1. Introduction.- 2. Digital Speech Corpora.- 3. Language Corpora: Indian Scenario.- 4. Issues in Corpus Generation.- 5. Process of Corpus .- 6. Corpus Sanitation and Pre-Editing.- 7. Statistical Studies on Corpus.- 8. Corpus Text Processing.- 9. Corpus as Primary Resource for ELT.- 10. Corpus as Secondary resource for ELT.- 11. Corpus and Lexicography.- 12. Corpus and Dialect Study Chapter.- 13. Corpus and Word Sense Disambiguation.- 14. Corpus and Language Technology.- 15. Corpus and Other Branches of Linguistics.- 16. Corpora: Future Indian Needs.
About the Author: Niladri Sekhar Dash, PhD, is an associate professor at the Linguistic Research Unit of the Indian Statistical Institute, Kolkata, where his interests include corpus linguistics, language technology, natural language processing, language documentation and digitization, computational lexicography, computer assisted language teaching, and manual and machine translation for over two decades. He has published 15 research monographs and 160 research papers in peer-reviewed national and international journals, anthologies, and conference proceedings. He has delivered lectures and taught courses as an invited scholar at more than 30 universities and institutes in India and abroad, and has acted as a consultant for several organizations working in the field of Language Technology and Natural Language Processing. Dr. Dash is the principal investigator for 5 language technology projects funded by the Government of India and the Indian Statistical Institute, Kolkata. He is the editor-in-chief of the Journal of Advanced Linguistic Studies--an international peer-reviewed journal; and editorial board member of 5 international journals. He is a member of several linguistics associations across the globe and a regular PhD thesis adjudicator for several Indian universities. Dr. Dash is currently working on a digital pronunciation dictionary for Bangla, Hindi-Bangla parallel translation corpus generation, endangered language documentation and digitization, POS tagging and chunking, word sense disambiguation, manual and machine translation, and computer-assisted language teaching.

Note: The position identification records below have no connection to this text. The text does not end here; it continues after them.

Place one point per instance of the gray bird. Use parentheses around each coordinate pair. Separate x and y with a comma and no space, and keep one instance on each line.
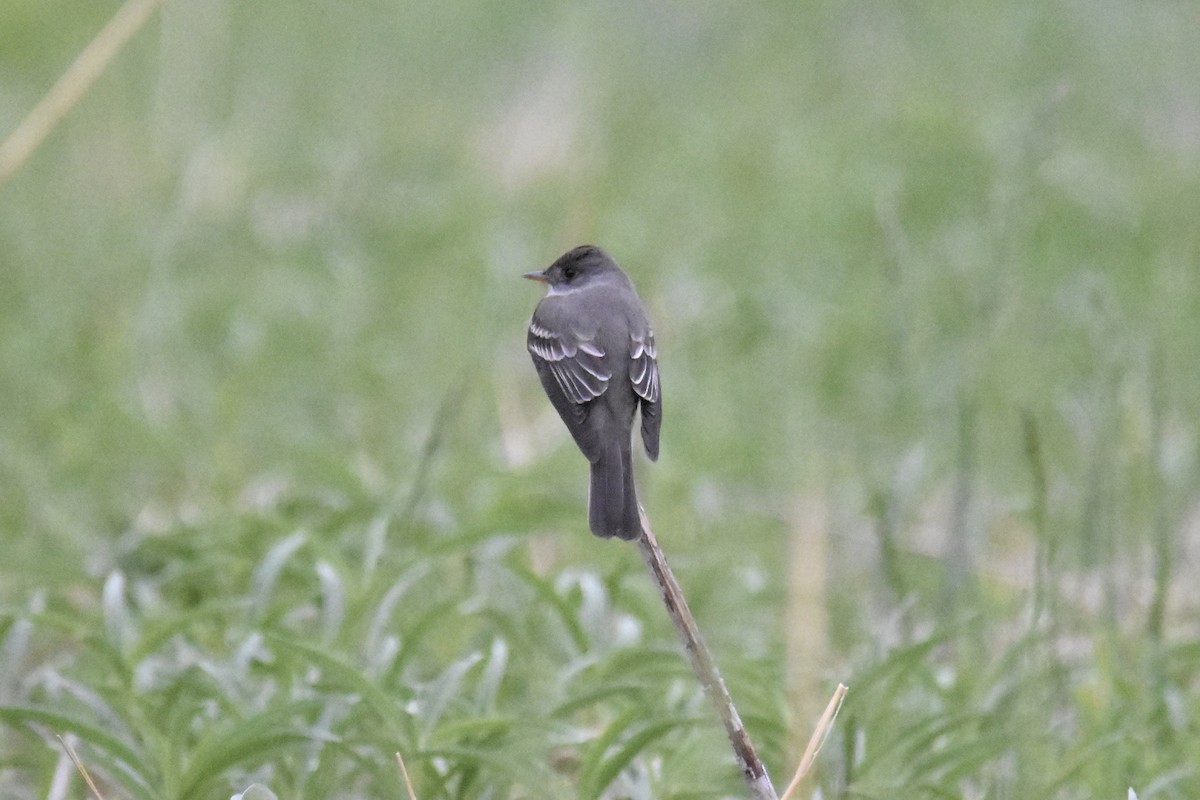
(594,353)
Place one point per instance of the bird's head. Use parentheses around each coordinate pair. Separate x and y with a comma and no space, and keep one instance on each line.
(576,268)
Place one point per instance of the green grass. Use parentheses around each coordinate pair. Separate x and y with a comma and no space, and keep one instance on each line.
(280,494)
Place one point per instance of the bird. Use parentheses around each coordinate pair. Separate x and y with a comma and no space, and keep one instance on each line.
(594,353)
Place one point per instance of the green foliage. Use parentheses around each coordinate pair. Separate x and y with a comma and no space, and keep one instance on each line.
(280,495)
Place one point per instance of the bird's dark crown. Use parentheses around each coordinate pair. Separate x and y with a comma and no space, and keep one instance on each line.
(577,263)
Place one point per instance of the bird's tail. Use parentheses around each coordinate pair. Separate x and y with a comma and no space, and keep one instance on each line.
(612,500)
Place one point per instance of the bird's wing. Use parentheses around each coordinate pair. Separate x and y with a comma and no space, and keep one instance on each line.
(643,373)
(576,364)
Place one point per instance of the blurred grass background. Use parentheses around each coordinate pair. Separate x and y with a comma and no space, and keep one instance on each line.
(280,494)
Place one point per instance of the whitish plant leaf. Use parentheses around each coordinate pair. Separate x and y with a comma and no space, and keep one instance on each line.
(607,770)
(255,792)
(118,619)
(245,743)
(439,692)
(268,571)
(489,686)
(333,600)
(339,674)
(105,751)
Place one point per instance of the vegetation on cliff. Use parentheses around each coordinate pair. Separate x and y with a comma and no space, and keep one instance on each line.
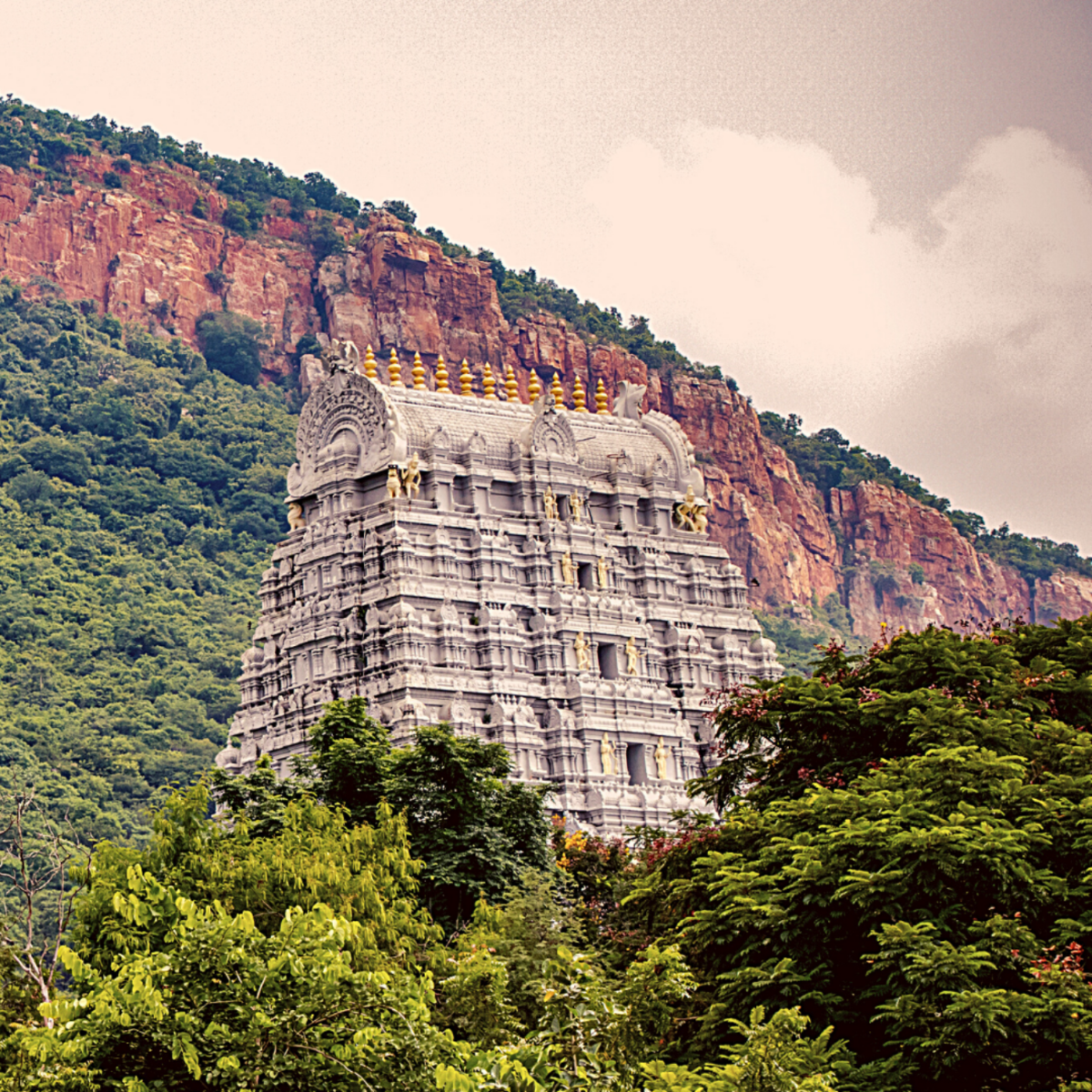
(141,494)
(827,460)
(900,902)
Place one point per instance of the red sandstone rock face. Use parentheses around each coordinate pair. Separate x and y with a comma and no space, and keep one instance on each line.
(894,561)
(887,533)
(129,249)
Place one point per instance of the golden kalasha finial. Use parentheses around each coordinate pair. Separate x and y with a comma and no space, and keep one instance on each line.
(441,377)
(578,396)
(394,369)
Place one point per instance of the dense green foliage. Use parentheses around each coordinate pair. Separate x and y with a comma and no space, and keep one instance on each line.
(232,344)
(899,904)
(141,494)
(476,833)
(827,460)
(911,863)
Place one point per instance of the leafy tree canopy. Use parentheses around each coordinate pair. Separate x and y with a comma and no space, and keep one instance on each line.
(911,863)
(141,494)
(476,831)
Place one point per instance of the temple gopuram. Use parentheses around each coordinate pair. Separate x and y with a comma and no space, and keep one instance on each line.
(534,574)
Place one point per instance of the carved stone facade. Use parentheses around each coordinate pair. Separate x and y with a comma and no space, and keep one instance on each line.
(543,587)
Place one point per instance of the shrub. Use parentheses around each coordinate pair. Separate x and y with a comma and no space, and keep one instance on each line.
(217,279)
(232,344)
(325,240)
(235,217)
(402,210)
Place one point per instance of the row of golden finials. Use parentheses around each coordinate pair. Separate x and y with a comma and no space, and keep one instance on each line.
(489,383)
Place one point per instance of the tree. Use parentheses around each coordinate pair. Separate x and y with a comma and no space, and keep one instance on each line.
(219,1003)
(910,863)
(232,343)
(402,210)
(43,868)
(476,831)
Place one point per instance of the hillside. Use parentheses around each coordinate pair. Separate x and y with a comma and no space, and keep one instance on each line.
(159,235)
(141,492)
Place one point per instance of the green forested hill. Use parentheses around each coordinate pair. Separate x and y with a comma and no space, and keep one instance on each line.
(141,497)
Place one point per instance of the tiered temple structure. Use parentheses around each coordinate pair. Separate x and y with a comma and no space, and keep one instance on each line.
(534,574)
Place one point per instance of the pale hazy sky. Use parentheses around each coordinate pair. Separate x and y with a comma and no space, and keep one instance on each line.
(875,214)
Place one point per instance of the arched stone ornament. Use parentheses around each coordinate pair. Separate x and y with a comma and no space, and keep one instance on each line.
(349,421)
(551,438)
(671,435)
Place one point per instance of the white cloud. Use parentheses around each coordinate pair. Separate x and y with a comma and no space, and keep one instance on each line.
(959,347)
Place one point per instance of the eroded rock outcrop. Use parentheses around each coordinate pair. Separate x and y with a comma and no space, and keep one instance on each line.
(141,255)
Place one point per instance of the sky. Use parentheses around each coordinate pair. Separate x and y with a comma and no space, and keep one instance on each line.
(875,214)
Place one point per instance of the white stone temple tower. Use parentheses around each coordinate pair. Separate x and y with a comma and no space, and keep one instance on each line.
(538,576)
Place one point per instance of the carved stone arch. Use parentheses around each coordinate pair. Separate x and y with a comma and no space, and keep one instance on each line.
(347,416)
(551,437)
(671,435)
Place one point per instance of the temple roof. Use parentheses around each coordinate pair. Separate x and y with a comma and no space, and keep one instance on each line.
(352,421)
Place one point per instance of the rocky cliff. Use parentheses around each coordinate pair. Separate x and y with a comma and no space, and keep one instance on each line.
(141,255)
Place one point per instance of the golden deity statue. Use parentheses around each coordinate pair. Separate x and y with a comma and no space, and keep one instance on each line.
(606,754)
(410,478)
(691,513)
(661,756)
(583,653)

L. Ramamoorthy, PhD, is the head of the Linguistic Data Consortium for Indian Languages (LDC-IL) at the Central Institute of Indian Languages (CIIL), Mysuru, Ministry of Human Resource Development, Government of India. He is one of the leading corpus linguists in India, and is in charge of the Corpus Development Project for Indian Languages at the CIIL. Under his leadership, more than 30 scholars have been working on this mega project. He is a member/active participant of several corpus-oriented projects in India. He has conducted numerous workshops on computational and corpus linguistics in various universities and colleges in India. He has published 7 research monographs, edited 8 volumes, and published/presented 140 research papers at national and international seminars and conferences. He has guided more than 15 PhD scholars and trained school teachers, college and university teachers in and outside India in language technology, linguistics, and teaching methods. He was also the director of the Pondicherry Institute of Linguistics and Culture (for over four years), editor-in-chief of the PILC Journal of Dravidic Studies, and co-editor for Languages in India (e-Journal).